Blade Runner 2049

Ce sequel tardif du film culte des années 1980 est une splendeur visuelle dans laquelle les visions sont au service de plusieurs questionnements existentiels et politiques où tous les puissants moyens technologiques hollywoodiens sont mis au service de ces visions inspirantes.

Durant ces 2h45, le film parvient à développer le propos de son modèle sans avoir à l’éclairer sous un nouvel angle par une blague très intelligemment écrite, glissée dans un échange entre les personnages de Ryan Gosling et Harrison Ford, la séquelle évacue par exemple l’un des débats centraux du classique de Ridley Scott, pour mieux le laisser à l’opinion du spectateur.

La tension s’installe. Et la contemplation, plus encore que l’action. C’est le défi un peu fou de ce Blade Runner 2049. Il nous plonge donc dans le monde futuriste d’un Los Angeles vertical, froid, cerné de brouillard, de neige, de pluie et plongée dans une nuit éternelle. Une bulle de verre grise et bleutée, aux couleurs amorties, dans laquelle l’agent K évolue comme un somnambule. L’univers urbain dépeint ici est d’une telle densité, d’une telle force d’évocation, qu’il ferait passer Gotham City pour une aimable bourgarde et le L.A. de Blade Runner pour une métropole actuelle.

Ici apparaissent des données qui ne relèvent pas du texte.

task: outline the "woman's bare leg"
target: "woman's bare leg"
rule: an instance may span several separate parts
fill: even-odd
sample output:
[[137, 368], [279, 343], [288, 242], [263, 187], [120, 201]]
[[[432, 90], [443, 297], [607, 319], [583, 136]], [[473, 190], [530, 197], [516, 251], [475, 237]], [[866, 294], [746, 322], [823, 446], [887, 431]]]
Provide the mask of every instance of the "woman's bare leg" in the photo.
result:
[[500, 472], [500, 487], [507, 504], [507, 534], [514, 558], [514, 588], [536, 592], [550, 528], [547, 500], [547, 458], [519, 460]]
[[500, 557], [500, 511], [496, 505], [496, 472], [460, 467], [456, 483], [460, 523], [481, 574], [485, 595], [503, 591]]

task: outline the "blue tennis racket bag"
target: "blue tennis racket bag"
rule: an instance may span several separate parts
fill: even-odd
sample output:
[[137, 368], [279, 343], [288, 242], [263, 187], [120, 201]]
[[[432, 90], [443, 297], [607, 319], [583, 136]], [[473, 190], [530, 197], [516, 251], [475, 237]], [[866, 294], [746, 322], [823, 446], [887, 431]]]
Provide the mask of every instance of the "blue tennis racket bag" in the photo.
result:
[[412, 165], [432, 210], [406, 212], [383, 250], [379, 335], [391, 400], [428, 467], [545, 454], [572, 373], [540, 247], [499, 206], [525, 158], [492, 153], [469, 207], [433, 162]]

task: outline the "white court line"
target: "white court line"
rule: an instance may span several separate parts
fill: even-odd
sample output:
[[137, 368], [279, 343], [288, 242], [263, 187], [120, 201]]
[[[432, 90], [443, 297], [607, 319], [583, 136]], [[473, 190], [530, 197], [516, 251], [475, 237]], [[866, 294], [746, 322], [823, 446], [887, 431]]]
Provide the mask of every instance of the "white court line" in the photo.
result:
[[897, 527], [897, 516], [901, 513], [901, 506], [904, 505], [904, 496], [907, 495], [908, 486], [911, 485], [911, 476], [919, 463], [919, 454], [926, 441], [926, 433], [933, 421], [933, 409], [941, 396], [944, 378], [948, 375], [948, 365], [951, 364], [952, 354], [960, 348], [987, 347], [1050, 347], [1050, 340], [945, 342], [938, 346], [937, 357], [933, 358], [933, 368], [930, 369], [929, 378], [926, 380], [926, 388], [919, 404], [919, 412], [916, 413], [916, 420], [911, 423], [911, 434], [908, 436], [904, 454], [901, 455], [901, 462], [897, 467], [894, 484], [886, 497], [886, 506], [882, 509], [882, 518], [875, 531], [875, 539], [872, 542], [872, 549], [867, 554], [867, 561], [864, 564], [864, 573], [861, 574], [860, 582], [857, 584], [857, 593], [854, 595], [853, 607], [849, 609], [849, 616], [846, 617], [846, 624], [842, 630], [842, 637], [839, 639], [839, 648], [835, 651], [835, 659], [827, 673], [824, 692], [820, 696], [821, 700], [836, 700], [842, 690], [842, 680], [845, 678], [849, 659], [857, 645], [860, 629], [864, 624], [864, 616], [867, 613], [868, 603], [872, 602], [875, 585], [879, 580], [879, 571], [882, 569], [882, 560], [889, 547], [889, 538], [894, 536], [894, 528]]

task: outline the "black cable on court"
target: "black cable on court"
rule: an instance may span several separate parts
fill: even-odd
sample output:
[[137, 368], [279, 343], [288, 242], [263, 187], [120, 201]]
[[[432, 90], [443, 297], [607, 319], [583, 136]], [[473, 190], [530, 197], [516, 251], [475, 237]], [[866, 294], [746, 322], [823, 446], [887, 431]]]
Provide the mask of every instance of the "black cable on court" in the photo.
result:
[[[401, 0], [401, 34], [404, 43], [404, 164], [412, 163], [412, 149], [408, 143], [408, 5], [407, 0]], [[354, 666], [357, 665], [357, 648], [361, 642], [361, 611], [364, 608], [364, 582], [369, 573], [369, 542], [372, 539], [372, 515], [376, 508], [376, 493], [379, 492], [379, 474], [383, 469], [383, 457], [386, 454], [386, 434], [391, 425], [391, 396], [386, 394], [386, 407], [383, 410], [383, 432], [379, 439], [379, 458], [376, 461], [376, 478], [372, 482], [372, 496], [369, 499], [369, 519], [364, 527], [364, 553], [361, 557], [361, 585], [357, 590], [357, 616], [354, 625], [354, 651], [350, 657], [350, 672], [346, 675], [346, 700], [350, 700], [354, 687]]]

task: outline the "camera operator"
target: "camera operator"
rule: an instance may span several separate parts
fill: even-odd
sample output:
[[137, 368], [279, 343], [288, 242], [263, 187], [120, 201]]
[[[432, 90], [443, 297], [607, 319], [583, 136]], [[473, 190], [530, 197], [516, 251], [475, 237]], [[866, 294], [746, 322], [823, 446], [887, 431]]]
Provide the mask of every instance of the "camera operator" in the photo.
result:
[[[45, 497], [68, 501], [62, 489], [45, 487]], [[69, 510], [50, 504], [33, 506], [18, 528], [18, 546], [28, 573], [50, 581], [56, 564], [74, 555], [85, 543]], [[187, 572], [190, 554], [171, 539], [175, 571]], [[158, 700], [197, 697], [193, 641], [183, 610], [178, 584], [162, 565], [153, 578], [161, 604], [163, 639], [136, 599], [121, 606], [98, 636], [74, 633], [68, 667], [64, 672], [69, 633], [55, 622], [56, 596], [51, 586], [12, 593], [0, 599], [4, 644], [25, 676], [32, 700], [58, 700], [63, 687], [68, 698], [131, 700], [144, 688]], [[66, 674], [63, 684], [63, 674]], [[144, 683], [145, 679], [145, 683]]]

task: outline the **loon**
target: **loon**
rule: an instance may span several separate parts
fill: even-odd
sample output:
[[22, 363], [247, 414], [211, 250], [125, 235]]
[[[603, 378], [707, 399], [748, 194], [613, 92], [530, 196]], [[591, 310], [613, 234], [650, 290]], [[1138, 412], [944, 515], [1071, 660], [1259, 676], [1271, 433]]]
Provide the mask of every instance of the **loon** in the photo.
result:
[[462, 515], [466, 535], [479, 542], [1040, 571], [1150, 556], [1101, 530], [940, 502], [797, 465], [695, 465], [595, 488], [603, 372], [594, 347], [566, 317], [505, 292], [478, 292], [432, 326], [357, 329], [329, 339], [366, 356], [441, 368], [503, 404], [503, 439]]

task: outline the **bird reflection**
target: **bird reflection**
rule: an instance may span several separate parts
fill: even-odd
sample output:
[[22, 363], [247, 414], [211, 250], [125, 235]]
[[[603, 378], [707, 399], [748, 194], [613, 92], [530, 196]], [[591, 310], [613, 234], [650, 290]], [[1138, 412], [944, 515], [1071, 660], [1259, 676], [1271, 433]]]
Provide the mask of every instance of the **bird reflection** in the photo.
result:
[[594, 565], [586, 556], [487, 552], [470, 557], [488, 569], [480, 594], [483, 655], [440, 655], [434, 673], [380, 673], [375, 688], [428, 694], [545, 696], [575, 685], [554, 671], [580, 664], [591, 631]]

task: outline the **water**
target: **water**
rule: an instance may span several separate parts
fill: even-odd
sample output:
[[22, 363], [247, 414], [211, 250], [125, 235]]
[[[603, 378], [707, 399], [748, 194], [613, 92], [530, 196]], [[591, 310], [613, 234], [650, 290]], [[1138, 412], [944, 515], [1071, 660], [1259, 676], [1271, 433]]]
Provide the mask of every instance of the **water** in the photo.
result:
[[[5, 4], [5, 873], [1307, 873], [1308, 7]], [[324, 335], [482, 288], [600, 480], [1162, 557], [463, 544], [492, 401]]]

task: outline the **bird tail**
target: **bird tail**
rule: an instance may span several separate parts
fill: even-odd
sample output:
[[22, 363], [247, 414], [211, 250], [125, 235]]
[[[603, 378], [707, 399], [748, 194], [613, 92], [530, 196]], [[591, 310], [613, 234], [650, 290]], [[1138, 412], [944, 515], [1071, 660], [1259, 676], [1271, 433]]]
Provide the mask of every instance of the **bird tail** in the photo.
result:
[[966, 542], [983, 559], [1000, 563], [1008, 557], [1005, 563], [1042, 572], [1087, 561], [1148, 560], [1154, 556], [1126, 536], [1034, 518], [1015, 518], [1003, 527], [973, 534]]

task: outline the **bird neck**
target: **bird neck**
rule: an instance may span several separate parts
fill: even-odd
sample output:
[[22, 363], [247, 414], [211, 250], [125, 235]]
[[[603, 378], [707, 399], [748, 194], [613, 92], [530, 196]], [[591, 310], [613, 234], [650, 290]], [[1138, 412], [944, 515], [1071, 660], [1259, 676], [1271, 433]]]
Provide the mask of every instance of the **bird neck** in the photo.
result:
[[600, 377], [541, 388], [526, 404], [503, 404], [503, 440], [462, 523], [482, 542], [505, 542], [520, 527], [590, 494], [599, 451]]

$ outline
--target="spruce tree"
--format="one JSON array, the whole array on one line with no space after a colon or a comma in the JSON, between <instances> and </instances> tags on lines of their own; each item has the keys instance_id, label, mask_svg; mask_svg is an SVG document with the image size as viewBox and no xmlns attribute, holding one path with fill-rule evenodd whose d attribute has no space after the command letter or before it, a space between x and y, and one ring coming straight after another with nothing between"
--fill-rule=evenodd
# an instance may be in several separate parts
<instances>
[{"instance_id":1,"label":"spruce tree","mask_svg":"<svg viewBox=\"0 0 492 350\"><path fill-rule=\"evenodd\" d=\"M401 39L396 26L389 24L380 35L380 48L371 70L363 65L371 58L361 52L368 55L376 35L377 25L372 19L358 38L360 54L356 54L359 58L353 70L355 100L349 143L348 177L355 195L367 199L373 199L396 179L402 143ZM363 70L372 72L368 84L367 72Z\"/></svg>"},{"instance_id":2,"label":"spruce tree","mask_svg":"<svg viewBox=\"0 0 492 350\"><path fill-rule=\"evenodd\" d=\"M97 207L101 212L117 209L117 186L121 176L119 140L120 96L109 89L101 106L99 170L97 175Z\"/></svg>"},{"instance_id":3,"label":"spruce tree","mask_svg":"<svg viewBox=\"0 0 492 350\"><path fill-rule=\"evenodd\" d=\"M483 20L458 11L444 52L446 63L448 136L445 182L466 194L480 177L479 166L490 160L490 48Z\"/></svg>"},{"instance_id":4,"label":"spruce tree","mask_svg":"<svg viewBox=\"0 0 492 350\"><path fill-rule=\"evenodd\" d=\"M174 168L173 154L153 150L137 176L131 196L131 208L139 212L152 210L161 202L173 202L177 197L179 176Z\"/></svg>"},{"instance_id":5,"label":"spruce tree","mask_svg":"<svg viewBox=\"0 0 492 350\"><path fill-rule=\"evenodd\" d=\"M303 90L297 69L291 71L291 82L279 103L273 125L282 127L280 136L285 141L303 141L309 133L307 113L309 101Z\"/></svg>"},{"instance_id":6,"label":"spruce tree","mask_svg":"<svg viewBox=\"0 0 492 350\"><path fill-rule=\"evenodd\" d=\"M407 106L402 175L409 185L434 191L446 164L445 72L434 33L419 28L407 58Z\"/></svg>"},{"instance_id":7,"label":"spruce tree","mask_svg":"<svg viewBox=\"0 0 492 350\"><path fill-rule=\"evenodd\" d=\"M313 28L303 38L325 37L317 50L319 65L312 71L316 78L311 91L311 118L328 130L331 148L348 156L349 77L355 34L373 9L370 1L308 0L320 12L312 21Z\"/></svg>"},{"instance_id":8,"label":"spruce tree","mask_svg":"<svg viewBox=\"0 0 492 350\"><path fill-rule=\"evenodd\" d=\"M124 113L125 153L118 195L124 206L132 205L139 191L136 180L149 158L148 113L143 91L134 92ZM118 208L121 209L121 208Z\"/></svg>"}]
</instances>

On est immergé, enraciné dans ce futur, de manière lente, hypnotique. Certaines zones post-apocalyptiques sont plongées dans une pollution opaque sublimée par la photographie époustouflante de Roger Deakins, et dont la quête de l’officier K fait penser à Stalker, d’Andrei Tarkovski.

Cette vision au futur antérieur de notre époque est magnifique et bouleversante en nous montrant d’une façon saisissante que tout ce qui a tellement compté pour nous est voué à disparaître, condamné à un devenir-ruine, nos icônes transformées en lucioles fragiles, oubliées et dématérialisées tremblotant dans la nuit post-apocalyptique.

On peut apercevoir que le réalisateur opte pour un découpage sec, une brutalité soudaine et des contrepoints systématiques en termes de mise en scène, éclairant les événements sous un angle émotionnellement décalé. Le cinéaste s’intéresse aussi davantage aux silences de ses protagonistes qu’à leurs dialogues effectifs.

Ce film repose les fondamentaux d’une vraie science-fiction pour adultes, sous haute influence littéraire, fuyant les formules hollywoodiennes. On peut mentionner Sartre, on pourrait continuer avec des épisodes de la Bible (l’enfant qu’on abandonne pour le protéger, Moïse), Freud (la théorie des rêves), les multiples références picturales, artistiques et bien sûr cinématographiques. Comme un couple de personnages artificiels, l’un organique, l’autre numérique ainsi que leurs interactions font rappeler Her de Spike Jonze ou A.I. intelligence artificielle de Steven Spielberg. Et il glisse même des hommages à des maîtres, de Stanley Kubrick au Fritz Lang de Métropolis. A ce dernier, on pense surtout dans le finale, impressionnant, combat titanesque sur fond de déluge. C’est une belle allégorie d’un rêve qui se brise.

L’élégie pour l’humanité est tempérée par un affrontement clandestin très politique entre le peuple opprimé des réplicants et les forces qui les dominent. Le collectif passe aussi par l’intime. Puis avec la réplique du film sur les réplicants, le schéma Twin Peaks: The Return se répète, et soulève une nouvelle question théorique : faut-il laisser reposer les objets cultes pendant quelques décennies avant de les réactiver pour les rendre plus beaux et plus forts ?

Je dirai que les meilleures séquences de Blade Runner 2049 leur sont consacrées, en particulier une scène d’amour entièrement basée sur les apparences trompeuses de la réalité. Et même si les scènes de Jared Leto (Niander Wallace) sont juste incroyables, je trouve que ce personnage n’est pas assez exploité dans ce film.

Au final, Denis Villeneuve semble jouer à la roulette russe d’un point de vue commercial en touchant surtout nos nerfs sensibles profonds. Car oui, Blade Runner 2049 n’est pas un film d’action trépidant (même s’il comporte quelques scènes dans cette veine) mais une mélopée languide, mélancolique, existentialiste, qui porte en elle la solitude, le doute, l’épuisement, le mal-être rongeant une part croissante de l’humanité.

Blade Runner, l’original, est encore considéré aujourd’hui comme le firmament du film noir futuriste, un genre cinématographique qu’il a lui-même créé, et dont ce sequel rentre parfaitement dans ce style.

L’alliage de cette tonalité élégiaque et d’une fontaine d’idées visuelles jaillissant incessamment nous hante longtemps après être sorti de la salle. Villeneuve a signé une merveille de blockbuster dépressif, de dystopie féérique.